I'm still here!
This summer, we went to a wedding. It was tiny and beautiful — Hang on, I went to TWO tiny, beautiful weddings. This post is not about the weddings.
It’s about a Nurse Practitioner I met at the Vernon Regional Hospital in the summer a couple of days after the second tiny beautiful wedding I attended. I guess I was a bit tired out, what with all the fun, sushi, and cows just over the fence. The day after the wedding, I spiked a fever, lost all my strength. In the middle of the night, Su and Iris took me to the Vernon hospital. I couldn’t stand up by myself. Iris is an Amazon. She practically carried me into the car.
I had a bit of pneumonia. Knocked me flat for a couple of days. I was reading Eichmann in Jerusalem by Hannah Arendt. I’m still reading it. I got waylaid by British cop shows on the Knowledge Network. Anyway, the Nurse Practitioner asked me about it. I wasn’t very far into it then and we talked about ‘the banality of evil’ and thoughtlessness, and other big themes in that small book. It wasn’t a long conversation. We talked a little about the parallels between the Holocaust 80+ years ago, and the war against the Jews now.
She handed me the book and ssid, “The Jews will win. The Jews always win.” pause. “As they should.”
“Yes” I replied. That was encouraging. Most people are at least puzzled by my turn to toward support for Zionism. Some are downright hostile and kind of shouty. Some have said, “we can’t talk about this”. I don’t know why we can’t talk about it.
This little story is not about the Nurse Practitioner, either. But it is.
I got discharged that day. On the way home we saw a line of Pro-Hamas people shouting into the traffic to ‘‘Free Palestine”. I rolled the window down and hollered “Hamas is a Death Cult” at them. They shook their fists and yelled back at me.
The anti-biotics worked!
I love those random connections with strangers, like the NP.

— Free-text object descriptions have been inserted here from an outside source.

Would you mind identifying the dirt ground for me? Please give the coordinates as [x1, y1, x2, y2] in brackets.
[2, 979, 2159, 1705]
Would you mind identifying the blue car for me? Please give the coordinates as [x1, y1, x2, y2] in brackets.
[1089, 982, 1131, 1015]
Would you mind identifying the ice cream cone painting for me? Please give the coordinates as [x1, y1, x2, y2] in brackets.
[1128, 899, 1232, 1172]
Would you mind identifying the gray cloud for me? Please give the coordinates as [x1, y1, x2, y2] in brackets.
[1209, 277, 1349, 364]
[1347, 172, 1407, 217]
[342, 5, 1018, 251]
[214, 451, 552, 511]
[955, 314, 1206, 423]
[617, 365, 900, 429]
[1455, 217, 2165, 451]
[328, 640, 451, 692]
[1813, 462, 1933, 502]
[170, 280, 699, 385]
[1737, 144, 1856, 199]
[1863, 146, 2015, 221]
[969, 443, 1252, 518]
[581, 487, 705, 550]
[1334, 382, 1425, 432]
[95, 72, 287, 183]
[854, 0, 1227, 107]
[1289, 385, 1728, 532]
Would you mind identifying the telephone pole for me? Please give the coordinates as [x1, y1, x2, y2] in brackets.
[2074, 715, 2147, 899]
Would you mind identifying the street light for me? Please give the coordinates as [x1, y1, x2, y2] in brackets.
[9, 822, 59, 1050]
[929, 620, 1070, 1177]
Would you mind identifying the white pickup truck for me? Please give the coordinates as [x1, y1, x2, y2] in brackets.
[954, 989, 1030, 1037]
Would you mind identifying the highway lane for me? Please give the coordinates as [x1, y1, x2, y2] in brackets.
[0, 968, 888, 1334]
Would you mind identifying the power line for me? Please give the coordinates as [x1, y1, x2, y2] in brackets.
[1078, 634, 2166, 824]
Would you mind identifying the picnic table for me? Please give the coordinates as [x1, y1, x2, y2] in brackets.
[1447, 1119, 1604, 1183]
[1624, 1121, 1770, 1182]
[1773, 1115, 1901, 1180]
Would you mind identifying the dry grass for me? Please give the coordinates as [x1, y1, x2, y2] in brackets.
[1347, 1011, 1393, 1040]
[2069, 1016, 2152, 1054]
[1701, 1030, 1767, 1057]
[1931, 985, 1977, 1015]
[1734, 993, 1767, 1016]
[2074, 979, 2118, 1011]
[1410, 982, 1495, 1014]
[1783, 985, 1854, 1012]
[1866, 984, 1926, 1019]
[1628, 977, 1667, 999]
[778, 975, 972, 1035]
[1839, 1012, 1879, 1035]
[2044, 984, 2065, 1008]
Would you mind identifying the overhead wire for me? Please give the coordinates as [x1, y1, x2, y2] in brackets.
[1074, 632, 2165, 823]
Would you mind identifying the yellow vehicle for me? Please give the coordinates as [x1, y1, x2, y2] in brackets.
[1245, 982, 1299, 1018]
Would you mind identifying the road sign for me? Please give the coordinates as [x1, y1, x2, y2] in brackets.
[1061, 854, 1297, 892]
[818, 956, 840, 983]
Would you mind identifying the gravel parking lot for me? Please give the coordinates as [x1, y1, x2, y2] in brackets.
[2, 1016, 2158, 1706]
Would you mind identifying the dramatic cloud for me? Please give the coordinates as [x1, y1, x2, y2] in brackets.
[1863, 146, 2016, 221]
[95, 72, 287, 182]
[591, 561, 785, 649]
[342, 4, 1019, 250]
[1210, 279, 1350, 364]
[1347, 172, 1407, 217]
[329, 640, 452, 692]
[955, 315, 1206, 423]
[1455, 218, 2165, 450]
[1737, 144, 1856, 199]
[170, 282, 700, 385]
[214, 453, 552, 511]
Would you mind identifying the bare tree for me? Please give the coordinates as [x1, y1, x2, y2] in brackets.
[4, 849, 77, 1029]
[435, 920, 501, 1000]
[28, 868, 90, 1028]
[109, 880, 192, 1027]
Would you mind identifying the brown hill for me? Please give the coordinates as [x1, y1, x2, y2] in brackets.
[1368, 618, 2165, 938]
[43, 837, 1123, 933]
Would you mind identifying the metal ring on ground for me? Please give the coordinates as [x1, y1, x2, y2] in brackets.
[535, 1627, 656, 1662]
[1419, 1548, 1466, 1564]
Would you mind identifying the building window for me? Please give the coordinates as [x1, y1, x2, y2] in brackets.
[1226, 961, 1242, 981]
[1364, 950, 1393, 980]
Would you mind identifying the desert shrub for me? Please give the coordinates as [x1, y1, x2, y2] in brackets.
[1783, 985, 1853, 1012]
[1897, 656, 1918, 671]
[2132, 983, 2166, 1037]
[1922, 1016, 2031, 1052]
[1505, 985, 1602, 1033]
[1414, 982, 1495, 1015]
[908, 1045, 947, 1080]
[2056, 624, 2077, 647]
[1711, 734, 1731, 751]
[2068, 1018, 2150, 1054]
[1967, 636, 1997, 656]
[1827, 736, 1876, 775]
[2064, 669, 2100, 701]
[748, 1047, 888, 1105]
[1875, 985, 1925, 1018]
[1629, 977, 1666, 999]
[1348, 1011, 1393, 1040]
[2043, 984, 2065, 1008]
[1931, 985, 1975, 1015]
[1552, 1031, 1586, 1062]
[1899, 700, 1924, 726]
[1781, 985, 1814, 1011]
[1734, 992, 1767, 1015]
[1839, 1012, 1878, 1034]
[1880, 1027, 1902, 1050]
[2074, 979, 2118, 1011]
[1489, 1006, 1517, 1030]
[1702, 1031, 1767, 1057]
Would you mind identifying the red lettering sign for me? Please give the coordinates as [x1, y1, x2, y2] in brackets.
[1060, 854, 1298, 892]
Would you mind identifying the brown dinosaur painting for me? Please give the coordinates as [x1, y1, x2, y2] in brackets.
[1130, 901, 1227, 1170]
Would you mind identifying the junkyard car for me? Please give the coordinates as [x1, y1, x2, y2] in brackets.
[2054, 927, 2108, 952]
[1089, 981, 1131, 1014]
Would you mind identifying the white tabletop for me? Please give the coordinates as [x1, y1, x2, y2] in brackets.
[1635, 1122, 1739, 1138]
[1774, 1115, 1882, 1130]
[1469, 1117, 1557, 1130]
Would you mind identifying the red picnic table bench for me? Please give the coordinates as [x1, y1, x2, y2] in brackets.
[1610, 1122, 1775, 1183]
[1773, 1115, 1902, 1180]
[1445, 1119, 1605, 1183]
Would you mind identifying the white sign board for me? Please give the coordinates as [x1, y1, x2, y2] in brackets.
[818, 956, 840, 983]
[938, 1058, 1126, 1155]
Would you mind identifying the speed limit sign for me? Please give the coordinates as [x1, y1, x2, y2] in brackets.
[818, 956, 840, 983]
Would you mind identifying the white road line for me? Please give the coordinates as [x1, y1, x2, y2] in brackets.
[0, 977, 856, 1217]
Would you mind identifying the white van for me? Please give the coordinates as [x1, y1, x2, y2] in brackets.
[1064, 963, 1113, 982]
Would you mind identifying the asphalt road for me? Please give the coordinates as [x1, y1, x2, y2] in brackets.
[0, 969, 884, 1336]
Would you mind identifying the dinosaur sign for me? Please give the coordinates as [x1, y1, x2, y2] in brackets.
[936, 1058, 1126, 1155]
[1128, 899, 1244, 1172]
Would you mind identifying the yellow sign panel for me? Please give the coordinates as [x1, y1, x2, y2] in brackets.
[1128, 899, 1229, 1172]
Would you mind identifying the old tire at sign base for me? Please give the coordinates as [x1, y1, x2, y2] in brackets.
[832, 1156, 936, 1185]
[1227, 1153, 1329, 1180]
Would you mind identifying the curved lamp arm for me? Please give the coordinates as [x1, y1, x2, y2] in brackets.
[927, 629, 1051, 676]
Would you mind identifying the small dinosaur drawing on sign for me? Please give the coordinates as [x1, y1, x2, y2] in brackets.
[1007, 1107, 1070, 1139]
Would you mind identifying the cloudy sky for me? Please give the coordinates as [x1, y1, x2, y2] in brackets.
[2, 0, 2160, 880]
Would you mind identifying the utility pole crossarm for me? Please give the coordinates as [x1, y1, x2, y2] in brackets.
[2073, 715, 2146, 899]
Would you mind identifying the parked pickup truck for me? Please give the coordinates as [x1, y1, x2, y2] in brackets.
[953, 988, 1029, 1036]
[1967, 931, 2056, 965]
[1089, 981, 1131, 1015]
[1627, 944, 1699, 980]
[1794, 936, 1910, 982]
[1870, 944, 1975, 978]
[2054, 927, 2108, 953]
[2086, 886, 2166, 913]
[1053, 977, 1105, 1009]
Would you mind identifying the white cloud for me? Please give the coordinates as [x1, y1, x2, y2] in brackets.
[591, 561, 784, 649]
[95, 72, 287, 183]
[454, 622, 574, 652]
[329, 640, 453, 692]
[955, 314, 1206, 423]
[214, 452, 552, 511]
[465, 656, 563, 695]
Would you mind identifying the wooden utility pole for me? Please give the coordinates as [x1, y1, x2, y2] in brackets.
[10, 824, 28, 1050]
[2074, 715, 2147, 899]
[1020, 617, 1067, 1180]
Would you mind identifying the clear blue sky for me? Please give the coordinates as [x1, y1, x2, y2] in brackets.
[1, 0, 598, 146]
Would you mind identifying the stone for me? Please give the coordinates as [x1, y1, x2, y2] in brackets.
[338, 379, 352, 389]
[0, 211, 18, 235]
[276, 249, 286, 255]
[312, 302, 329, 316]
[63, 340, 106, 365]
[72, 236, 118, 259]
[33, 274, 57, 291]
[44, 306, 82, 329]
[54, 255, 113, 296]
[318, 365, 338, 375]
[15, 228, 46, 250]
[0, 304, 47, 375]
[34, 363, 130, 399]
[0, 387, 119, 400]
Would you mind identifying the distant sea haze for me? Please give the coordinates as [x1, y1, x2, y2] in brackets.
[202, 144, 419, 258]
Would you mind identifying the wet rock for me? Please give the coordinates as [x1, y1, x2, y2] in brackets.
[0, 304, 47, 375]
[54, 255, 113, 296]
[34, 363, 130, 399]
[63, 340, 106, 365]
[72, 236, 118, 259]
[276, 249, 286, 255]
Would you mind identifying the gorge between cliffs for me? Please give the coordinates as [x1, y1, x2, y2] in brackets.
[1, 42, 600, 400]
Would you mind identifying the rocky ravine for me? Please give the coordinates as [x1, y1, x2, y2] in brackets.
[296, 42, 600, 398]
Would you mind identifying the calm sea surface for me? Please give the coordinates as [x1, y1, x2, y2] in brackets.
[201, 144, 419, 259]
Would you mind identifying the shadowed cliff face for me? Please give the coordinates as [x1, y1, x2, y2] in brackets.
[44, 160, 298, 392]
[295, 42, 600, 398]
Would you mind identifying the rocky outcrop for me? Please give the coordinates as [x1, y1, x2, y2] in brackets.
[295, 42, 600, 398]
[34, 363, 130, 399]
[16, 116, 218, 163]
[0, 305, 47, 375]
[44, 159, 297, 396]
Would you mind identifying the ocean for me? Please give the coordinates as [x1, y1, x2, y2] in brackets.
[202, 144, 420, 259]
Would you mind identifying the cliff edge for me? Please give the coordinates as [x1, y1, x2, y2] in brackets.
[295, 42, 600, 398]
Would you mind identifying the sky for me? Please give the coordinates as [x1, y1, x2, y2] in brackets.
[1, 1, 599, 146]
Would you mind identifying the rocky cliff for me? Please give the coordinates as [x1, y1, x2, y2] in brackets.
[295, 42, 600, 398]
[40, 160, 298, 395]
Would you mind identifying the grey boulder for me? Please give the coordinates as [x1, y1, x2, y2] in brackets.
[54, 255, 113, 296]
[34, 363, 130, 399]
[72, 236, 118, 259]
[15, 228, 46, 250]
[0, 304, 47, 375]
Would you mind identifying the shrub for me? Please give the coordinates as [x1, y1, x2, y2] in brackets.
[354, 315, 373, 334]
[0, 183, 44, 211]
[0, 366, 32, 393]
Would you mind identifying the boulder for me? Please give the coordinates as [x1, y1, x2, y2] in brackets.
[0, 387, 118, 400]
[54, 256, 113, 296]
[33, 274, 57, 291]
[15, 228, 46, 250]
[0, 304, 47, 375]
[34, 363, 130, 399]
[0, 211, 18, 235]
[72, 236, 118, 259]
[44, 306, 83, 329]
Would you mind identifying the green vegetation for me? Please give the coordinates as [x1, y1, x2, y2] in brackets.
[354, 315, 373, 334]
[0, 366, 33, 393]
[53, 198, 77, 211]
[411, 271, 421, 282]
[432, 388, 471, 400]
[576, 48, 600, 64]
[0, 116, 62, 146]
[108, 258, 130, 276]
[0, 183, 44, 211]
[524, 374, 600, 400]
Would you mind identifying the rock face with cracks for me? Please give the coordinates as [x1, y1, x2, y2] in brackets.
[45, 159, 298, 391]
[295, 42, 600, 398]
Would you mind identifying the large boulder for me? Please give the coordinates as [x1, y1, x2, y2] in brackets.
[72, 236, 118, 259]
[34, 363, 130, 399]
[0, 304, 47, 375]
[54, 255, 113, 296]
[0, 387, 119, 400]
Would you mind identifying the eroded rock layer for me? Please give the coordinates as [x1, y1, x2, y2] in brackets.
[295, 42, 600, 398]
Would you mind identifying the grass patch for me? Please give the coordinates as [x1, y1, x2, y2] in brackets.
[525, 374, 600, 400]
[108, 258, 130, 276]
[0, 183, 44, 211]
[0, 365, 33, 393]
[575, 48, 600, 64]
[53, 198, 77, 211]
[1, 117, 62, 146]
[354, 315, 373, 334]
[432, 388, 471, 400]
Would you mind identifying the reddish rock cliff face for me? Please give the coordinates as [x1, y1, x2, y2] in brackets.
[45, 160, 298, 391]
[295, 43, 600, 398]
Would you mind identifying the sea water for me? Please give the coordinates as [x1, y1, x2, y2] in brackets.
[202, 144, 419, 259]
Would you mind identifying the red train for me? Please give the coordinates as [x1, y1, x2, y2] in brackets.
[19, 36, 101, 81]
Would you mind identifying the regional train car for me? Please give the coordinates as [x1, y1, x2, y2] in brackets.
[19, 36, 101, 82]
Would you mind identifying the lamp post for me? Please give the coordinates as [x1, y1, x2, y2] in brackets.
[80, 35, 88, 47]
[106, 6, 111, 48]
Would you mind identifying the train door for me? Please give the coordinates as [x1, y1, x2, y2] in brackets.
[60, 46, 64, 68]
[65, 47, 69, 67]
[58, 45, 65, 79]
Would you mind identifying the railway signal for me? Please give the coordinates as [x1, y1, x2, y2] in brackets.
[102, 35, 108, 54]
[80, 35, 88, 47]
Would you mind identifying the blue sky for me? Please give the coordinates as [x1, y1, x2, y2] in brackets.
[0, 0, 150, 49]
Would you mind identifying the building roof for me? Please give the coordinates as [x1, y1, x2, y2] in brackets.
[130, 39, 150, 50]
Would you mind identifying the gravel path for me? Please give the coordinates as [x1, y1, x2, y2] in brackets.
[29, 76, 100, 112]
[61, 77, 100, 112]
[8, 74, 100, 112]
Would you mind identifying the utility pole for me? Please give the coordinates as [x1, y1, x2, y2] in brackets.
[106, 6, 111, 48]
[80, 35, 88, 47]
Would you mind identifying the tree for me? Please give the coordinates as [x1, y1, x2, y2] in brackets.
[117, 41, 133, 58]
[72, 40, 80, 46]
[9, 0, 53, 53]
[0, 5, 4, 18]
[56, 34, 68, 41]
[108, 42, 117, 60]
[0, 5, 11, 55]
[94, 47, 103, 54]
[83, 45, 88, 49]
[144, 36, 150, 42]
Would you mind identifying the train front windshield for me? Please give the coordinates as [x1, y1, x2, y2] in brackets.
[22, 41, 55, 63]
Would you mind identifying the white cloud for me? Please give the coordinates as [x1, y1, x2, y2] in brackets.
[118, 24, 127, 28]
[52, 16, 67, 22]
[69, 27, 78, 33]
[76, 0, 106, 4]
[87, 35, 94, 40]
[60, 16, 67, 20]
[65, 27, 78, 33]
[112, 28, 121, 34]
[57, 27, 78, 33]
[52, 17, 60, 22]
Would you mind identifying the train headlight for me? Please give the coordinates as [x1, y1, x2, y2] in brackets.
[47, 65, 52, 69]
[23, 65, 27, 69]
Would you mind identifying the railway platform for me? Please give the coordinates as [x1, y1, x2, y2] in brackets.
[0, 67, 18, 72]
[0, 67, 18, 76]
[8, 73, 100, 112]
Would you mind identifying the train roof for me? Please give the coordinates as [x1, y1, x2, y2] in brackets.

I would like to have difficult conversations, with people I love. I’m not going to ‘agree to disagree’. I want to hear from the ones who challenge me with a different story. We may never agree, but if we can keep the conversation going, we will come to some understanding. We’re less likely to kill each other if we can keep talking.


Hey Erin, Quite the story. One little note about Eichmann in Jerusalem. Arendt believed that Eichmann was sincere in his statements that he was just a cog in a machine, just following orders. However, his diaries were later recovered and it was revealed that he was more than willing participant. He was a major instigator. Somehow, it doesn't invalidate the cliche about the banality of evil.
In today's environment, where Jews are attacked for being Jewish regardless of any affiliation with Israel, banal is not a word that I would use to describe the Pro-Palestine lobby.